I have a bash script that I've been working on for a while. Basically, it searches through text to find repetitions of multiple lines. Here is what I have so far:
#!/bin/bash
count() {
count=$(( $3 - $2 + 1 ))
pattern=$(echo "$1" | head -n $3 | tail -n $count)
echo "$1" | pcregrep -Mc "^\Q$(echo "$pattern")\E$"
}
file=$1
fileprep=$(grep -v '=' $file | grep -v '!' | grep -v '*' | grep -o '[[:digit:]]*' | grep . )
linecount=$(echo "$fileprep" | wc -l)
len=10
start=1
end=$(( $linecount - $len + 1 ))
for i in $(seq $start $end); do
test="$test\n$(count "$fileprep" $i $((i+len-1)))"
done
a=$(printf $test | grep -v '\b1\b' )
mostrepetitions=$(echo "$a" | sort -rn | head -n1)
for i in $(seq 1 $mostrepetitions); do
var1=$(printf "$a" | grep '\b'$i'\b' | wc -l)
var2="$var2\n$(echo $(( var1 / i )))"
done
printf "$var2" | tr '\n' '+' | awk '{print "0"$0}' | bc -l
I have found that this works correctly on a simple file that has the numbers 1-10 repeated twice (like so):
1
2
3
4
5
6
7
8
9
10
1
2
3
4
5
6
7
8
9
10
On this, it will correctly output 1 (with the len variable at 10). When the len variable is changed to 9, it will correctly output two, because both 1-9 and 2-10 are 9 line patterns that occur at least twice.
However, when I run this on my target files (an example of which can be found here), I get impossible results.
In this script, the amount of nine-line patterns found will always have to be at least double the amount of ten line patterns.
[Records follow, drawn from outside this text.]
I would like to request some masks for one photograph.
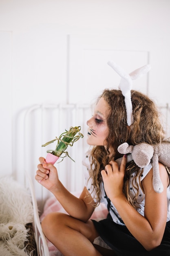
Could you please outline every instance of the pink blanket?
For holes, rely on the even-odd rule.
[[[74,195],[79,197],[79,192],[72,193]],[[66,213],[62,205],[54,196],[51,196],[46,201],[44,207],[43,212],[40,217],[41,221],[48,213],[53,212],[59,212]],[[91,219],[99,220],[106,218],[108,213],[108,210],[104,204],[100,204],[95,209],[91,216]],[[49,249],[50,256],[62,256],[62,254],[58,251],[56,247],[47,240],[47,244]]]

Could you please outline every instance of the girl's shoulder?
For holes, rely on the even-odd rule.
[[[141,169],[141,174],[140,175],[140,181],[142,181],[146,177],[148,173],[152,168],[152,164],[150,163],[147,166],[145,166],[143,169],[143,171]]]

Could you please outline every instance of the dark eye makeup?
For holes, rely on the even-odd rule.
[[[102,123],[103,122],[103,120],[101,119],[98,119],[98,118],[95,118],[95,120],[96,122],[97,123],[97,124],[99,124],[100,123]]]

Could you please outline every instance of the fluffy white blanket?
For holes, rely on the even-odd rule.
[[[31,197],[27,190],[9,177],[0,178],[1,256],[27,256],[25,225],[33,221]]]

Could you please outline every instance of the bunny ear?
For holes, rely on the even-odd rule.
[[[118,65],[116,63],[113,61],[108,61],[108,64],[112,68],[116,71],[117,73],[121,76],[122,78],[124,79],[128,82],[128,85],[130,86],[129,89],[131,89],[132,85],[132,79],[129,76],[129,74],[126,72],[120,66]],[[120,88],[120,90],[121,89]]]
[[[149,65],[144,66],[134,70],[129,74],[114,61],[110,61],[108,62],[108,64],[121,77],[119,88],[121,91],[122,94],[125,97],[127,123],[128,126],[130,126],[133,121],[130,92],[132,87],[132,79],[139,78],[146,74],[150,70],[150,66]]]
[[[151,67],[151,66],[149,64],[143,66],[130,73],[129,75],[133,80],[137,78],[140,78],[148,73],[150,70]]]

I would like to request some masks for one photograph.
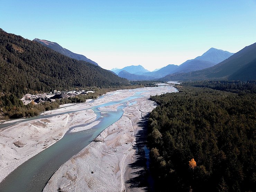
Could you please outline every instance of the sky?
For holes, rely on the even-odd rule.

Take the above example of 1-10. In that, 1-10 is the only ten line pattern. However, within it are both 1-9 and 2-10, both of which are repeated twice. When I run my script though, for ten-line repeated patterns, I get an output of 2, and for nine-line patterns I also get an output of 2. This is clearly incorrect. Why is this happening?
Note - the fileprep variable was created to create a list of numbers from the input file (see the sample file I linked).